About the job
Join AvePoint as a Senior Splunk Engineer focused on Automation and Reliability Engineering Projects!
Project Overview
- Contribute to Automation and Reliability Engineering efforts and operations.
- Key Responsibilities:
- Oversee Observability Engineering and Governance initiatives.
- Design and maintain enterprise SIEM solutions compliant with operational resilience frameworks (e.g., MAS TRM, DORA, APRA CPS 230).
- Lead the deployment, configuration, and optimization of Splunk for comprehensive visibility across infrastructure, applications, networks, and user experiences.
- Establish and uphold telemetry data governance standards—including metrics, logs, and traces—to ensure consistency, compliance, and security.
- Integrate Splunk with incident management, ITSM, and AIOps systems for predictive alerting and anomaly detection.
- Serve as the SIEM/Splunk subject matter expert (SME) for architecture reviews, upgrades, and performance enhancements.
- Reliability Engineering and Automation:
- Implement and advocate for Site Reliability Engineering (SRE) frameworks and reliability practices for critical systems.
- Design and automate runbooks, alerts, and self-healing workflows using Python, Ansible, and Terraform.

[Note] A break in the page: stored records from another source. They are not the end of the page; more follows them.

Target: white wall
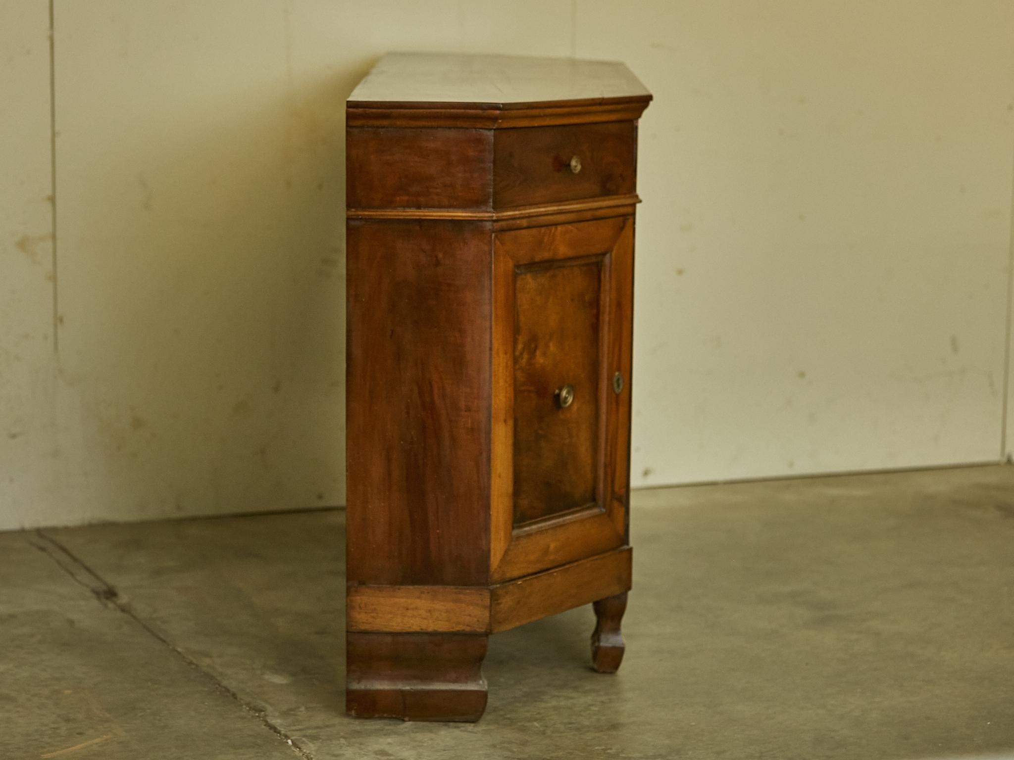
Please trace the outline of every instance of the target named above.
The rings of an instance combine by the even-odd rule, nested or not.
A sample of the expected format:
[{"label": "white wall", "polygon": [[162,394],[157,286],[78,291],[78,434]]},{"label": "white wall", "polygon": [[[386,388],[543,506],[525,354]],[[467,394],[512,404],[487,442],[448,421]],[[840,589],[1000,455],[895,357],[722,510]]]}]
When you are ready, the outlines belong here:
[{"label": "white wall", "polygon": [[344,501],[343,108],[388,50],[622,59],[655,92],[635,485],[1001,456],[1014,3],[54,18],[55,271],[48,2],[0,4],[0,528]]}]

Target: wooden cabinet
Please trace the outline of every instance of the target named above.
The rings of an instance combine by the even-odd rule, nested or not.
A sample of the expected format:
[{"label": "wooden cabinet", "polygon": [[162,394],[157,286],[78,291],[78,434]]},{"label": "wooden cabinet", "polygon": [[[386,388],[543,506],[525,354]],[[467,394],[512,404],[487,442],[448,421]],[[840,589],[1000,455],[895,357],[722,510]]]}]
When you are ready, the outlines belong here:
[{"label": "wooden cabinet", "polygon": [[390,55],[348,125],[347,707],[475,720],[487,637],[628,545],[637,120],[622,64]]}]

- Collaborate with Application, Infrastructure, and Cyber teams to incorporate reliability principles into the delivery lifecycle.
- Conduct resilience, chaos, and capacity testing in accordance with business continuity and disaster recovery standards.
- Define and monitor error budgets, reliability scorecards, and service health indicators for production workloads.
- Cloud & Platform Integration:
- Engineer SIEM solutions for cloud-native workloads in AWS and Azure, ensuring visibility across compute, storage, and network layers.
- Integrate Splunk and cloud observability tools into CI/CD pipelines and landing zones for continuous compliance.
- Implement infrastructure-as-code (IaC) models using Terraform and Ansible for consistent and auditable provisioning.
- Work alongside Cloud, DevOps, and Security teams to ensure telemetry aligns with audit, compliance, and operational risk requirements.
- Operational Excellence and Collaboration:
- Drive reductions in incident recurrence, Mean Time to Recovery (MTTR), and manual intervention through observability-led automation.
- Partner with Service Delivery, Cyber, and Application teams to facilitate predictive incident prevention and root cause transparency.
- Develop and maintain executive dashboards and reports highlighting availability, reliability KPIs, and operational risk indicators.